By not being tuned in to the economics of our profession, and not knowing the downstream financial consequences of every prescription we write, we physicians are complicit in the ultimate undoing of our society’s ability to continue providing the medical marvels now at hand.
—William S. Shimp, MD
As medical oncologists working in chemotherapy utilization management (Oncology Analytics, Inc), my colleagues and I find ourselves daily in the center of the drug-cost maelstrom. While it is encouraging to see that more attention is being paid in the popular and medical press to this “unsustainable” escalation of drug costs, it seems most of the articles (including recently in The ASCO Post) are long on bemoaning the problem and on theorizing what might be done—while medical oncologists are short on creating and implementing actionable strategies to address drug costs. Indeed, the descriptor “unsustainable” has been around for so long that it has become a hackneyed term that by now has lost most of its shock value.
U.S. Food and Drug Administration (FDA) evaluations, National Comprehensive Cancer Network (NCCN) and ASCO guidelines, and enthusiastic reports in The ASCO Post are, for the most part, devoid of cost information about the drugs or regimens referenced. True, ASCO’s “Choosing Wisely” initiative, and the NCCN Journal’s advice to select the most cost-effective approach if all else is equal, represent welcome attempts to focus oncologists’ attention on the cost of care.
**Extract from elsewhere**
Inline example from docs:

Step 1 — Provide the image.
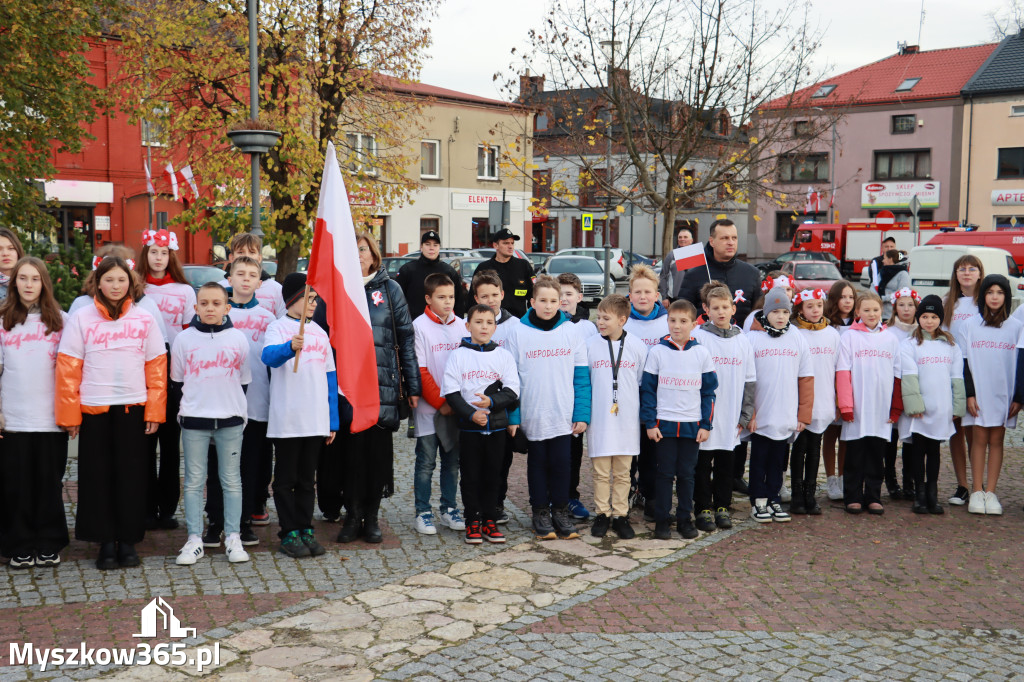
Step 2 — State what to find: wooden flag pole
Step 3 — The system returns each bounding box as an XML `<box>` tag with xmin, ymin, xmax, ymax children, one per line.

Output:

But where are the numbers, and where are the cost comparisons that deserve to be front-and-center in the minds of patients, physicians, policymakers, and insurers?
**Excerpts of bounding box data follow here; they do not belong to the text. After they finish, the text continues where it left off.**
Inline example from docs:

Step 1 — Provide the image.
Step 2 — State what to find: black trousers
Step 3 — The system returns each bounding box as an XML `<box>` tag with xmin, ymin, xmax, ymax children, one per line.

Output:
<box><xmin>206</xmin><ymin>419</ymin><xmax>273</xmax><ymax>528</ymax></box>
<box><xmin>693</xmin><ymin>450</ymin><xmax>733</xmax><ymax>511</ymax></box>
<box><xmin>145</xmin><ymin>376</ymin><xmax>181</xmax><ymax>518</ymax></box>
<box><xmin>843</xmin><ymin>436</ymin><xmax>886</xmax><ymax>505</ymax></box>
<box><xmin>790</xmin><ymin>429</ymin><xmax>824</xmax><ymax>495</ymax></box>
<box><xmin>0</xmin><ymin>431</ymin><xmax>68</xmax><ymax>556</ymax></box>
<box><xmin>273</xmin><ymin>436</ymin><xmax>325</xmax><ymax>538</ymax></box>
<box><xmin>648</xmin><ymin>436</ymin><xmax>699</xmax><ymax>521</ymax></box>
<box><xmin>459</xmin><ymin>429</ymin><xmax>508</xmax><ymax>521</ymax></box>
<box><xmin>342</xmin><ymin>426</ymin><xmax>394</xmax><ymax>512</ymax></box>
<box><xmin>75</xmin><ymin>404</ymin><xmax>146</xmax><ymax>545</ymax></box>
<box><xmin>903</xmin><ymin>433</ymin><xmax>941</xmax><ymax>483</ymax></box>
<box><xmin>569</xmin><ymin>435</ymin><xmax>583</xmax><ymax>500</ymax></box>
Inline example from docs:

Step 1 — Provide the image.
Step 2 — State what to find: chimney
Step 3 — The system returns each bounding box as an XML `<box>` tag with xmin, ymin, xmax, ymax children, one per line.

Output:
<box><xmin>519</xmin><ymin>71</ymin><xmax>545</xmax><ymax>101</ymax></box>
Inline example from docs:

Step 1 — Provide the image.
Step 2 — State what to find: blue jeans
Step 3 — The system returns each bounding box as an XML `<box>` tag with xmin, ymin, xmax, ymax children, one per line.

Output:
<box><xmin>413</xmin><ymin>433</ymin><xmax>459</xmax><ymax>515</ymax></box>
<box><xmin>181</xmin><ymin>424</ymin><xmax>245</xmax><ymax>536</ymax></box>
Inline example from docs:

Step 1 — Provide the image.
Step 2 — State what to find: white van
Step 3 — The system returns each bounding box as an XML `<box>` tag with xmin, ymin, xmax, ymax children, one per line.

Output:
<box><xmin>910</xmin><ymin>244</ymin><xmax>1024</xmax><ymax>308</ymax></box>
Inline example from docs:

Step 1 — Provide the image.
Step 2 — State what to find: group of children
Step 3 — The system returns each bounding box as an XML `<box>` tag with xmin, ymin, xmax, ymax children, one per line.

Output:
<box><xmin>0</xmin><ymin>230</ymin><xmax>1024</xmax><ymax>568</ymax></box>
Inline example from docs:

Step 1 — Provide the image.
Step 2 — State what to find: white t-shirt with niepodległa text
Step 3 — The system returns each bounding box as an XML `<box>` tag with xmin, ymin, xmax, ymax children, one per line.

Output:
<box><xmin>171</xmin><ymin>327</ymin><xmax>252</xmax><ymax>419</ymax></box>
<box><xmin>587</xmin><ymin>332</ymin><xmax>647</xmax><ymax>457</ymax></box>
I would propose that the The ASCO Post take the lead in calling out the elephant in the room. Though sometimes cost data are not immediately known upon FDA approval of new drugs, in most cases the sticker prices quickly become available and can be added easily in parentheses ($10,000/month is usually fairly accurate!) to the clinical data presented. With The ASCO Post as a trendsetter, how informative it would be if NCCN and ASCO Guidelines, and the Journal of Clinical Oncology, would follow TAP’s lead by similarly and consistently documenting the cost of chemotherapy care.
By not being tuned in to the economics of our profession, and not knowing the downstream financial consequences of every prescription we write, we physicians are complicit in the ultimate undoing of our society’s ability to continue providing the medical marvels now at hand. With the stroke of a pen or the click of a mouse, The ASCO Post’s editorial policy could become a transformative force in finally launching us on a course we should have been on long ago. ■
—William S. Shimp, MD
Disclaimer: This letter represents the views of the author and may not necessarily reflect the views of ASCO.